Подойдем теперь к вопросу с другой стороны. Мы можем представить себе (и история литературы знает это явление) такую научную публицистику, которая боится каждого страстного оборота речи. Всякое вмешательство чувства в чистоту интеллектуального изложения, в поток мысли не допускается. Такой публицист хочет быть логиком, математиком, ученым (он хочет быть законченным объективистом, говорит «языком геометрии» и т. п.).
Но огромное большинство публицистов, нисколько не нарушая великолепнейших научных своих построений, являются в то же время художниками. Они очень любят метафоры, остроты, цитаты из крупных поэтов, они смеются, негодуют, недоумевают и т. д.

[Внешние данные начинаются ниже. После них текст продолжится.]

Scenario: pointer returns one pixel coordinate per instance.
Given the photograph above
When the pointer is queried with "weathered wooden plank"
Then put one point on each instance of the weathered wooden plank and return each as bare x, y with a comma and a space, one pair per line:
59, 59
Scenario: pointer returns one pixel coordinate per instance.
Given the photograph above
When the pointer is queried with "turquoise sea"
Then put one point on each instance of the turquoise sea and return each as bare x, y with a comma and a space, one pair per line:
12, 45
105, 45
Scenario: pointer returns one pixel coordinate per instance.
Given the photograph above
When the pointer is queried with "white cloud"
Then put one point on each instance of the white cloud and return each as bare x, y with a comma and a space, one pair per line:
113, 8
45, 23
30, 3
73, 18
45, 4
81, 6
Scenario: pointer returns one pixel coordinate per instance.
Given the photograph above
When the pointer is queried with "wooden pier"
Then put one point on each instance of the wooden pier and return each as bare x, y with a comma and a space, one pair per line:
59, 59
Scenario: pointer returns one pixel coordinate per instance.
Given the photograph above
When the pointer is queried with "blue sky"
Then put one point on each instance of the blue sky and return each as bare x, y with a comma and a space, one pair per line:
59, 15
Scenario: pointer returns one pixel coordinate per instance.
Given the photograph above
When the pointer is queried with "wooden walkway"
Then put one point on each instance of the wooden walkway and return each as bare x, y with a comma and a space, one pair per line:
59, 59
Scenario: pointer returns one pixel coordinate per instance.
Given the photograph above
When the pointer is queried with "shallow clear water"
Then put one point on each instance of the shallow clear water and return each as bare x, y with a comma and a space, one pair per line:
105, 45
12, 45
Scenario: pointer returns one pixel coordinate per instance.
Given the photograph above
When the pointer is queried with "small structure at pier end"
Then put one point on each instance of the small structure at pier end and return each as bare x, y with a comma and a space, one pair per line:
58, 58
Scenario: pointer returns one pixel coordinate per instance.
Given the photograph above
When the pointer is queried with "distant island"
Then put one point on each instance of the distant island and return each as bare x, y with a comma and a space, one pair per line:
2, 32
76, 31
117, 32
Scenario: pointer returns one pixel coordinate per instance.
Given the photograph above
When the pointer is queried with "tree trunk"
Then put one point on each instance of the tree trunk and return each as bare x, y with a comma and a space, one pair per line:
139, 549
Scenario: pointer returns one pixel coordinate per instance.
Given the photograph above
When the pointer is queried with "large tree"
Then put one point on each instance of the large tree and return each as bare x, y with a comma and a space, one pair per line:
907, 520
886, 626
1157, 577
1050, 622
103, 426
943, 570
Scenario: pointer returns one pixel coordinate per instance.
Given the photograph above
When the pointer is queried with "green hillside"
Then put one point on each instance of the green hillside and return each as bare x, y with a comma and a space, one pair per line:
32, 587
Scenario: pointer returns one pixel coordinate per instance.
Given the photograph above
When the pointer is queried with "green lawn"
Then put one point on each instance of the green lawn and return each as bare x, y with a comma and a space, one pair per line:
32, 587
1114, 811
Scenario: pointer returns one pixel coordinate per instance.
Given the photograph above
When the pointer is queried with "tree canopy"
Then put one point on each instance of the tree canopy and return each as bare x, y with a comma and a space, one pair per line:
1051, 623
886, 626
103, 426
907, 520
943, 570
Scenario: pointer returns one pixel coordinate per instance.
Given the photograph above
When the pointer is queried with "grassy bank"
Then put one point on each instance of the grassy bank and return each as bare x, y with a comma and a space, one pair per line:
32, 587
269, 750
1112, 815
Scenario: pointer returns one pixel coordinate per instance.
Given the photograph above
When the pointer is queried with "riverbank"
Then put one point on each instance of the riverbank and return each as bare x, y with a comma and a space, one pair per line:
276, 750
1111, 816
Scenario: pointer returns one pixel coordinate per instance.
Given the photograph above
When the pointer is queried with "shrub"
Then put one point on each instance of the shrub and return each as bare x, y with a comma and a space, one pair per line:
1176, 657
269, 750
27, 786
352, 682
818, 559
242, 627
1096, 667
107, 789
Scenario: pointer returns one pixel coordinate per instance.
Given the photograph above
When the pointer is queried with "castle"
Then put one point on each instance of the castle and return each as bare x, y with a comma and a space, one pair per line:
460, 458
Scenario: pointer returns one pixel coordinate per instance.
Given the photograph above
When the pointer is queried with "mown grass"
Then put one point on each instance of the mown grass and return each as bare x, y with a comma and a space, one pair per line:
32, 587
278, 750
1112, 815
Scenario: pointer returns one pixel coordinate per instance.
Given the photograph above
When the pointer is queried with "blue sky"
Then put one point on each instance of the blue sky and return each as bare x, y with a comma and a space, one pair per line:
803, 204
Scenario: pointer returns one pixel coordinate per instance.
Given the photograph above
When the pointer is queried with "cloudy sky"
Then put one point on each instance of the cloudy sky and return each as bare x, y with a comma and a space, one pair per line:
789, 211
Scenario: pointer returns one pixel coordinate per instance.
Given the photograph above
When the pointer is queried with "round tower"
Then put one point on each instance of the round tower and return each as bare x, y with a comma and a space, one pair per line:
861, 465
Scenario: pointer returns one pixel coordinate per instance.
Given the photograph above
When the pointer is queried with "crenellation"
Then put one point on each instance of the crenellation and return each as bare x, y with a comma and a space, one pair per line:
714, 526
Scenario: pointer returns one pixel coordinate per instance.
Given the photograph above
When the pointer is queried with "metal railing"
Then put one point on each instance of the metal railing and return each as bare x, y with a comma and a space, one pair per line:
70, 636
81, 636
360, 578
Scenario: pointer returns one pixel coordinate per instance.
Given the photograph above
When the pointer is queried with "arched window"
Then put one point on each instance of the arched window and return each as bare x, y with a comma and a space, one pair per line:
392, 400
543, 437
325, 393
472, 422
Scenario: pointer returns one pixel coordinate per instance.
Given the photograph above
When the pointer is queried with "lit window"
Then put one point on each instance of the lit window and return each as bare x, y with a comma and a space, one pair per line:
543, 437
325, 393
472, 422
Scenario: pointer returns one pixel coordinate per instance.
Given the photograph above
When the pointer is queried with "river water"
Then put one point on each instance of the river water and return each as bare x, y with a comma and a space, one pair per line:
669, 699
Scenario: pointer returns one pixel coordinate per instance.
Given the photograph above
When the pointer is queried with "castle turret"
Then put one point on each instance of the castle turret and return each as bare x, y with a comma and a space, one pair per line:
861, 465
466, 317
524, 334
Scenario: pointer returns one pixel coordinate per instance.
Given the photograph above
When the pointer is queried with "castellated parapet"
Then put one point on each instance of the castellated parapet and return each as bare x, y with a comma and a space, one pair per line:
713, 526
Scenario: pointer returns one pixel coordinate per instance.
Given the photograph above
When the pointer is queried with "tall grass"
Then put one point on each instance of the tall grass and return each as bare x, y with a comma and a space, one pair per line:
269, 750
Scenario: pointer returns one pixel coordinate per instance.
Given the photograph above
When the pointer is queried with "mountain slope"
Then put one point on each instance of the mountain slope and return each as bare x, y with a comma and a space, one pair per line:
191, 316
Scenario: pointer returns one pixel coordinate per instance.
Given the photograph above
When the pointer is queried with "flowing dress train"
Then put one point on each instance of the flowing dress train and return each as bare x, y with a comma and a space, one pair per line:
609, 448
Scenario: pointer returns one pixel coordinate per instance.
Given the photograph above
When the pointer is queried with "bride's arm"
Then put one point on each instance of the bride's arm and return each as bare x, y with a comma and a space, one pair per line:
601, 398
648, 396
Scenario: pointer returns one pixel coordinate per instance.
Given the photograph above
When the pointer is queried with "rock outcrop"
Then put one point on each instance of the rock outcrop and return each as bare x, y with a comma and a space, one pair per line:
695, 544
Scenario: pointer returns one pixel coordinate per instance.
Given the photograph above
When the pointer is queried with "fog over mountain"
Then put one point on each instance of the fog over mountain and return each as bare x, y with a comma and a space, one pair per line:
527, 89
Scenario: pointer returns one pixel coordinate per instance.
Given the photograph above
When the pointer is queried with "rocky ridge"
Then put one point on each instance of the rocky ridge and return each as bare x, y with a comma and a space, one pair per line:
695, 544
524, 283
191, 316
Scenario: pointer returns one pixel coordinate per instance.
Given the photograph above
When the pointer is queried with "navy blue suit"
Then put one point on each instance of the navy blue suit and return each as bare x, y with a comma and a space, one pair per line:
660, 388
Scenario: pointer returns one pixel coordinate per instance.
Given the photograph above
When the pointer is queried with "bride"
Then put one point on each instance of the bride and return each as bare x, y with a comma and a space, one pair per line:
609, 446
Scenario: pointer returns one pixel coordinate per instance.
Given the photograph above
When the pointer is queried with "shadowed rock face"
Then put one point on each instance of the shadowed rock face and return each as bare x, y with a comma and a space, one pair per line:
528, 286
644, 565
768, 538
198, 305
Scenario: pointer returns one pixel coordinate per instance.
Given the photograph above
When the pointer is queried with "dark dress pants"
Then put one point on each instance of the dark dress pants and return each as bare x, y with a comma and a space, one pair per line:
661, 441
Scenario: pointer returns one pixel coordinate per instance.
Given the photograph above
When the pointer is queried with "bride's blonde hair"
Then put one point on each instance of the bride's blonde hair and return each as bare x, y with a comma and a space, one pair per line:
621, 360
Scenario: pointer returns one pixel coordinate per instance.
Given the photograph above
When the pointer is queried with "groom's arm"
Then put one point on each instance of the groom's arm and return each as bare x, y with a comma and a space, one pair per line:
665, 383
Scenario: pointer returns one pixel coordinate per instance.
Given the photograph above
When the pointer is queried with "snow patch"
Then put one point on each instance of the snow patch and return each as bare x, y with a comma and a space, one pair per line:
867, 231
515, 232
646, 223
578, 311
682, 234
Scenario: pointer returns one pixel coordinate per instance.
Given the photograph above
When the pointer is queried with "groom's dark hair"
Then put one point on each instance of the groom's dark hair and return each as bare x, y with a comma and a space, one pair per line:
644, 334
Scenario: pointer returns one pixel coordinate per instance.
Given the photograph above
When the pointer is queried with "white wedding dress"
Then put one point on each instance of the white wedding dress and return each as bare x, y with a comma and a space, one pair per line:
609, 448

Эта полная жизни публицистика пленяет нас у Маркса и Энгельса, у Герцена, Ленина и у многих других.
Иные из публицистов этого типа делают дальнейший шаг. Они, так сказать, говорят притчами. Для того ли, чтобы зацепить больший круг публики, которая легче склоняется к чтению романа, чем трактата, или потому, что есть внутренняя потребность на конкретных примерах, разработанных воображением, доказать правильность своих положений, — они берутся за роман, как Герцен в «Бельтове», как Чернышевский в своей беллетристике… Они подчеркивают — и хорошо делают это, — что роман их является прежде всего идейным произведением, что его основная ценность заключается в тех новых мыслях, которыми они могут обогатить читателя.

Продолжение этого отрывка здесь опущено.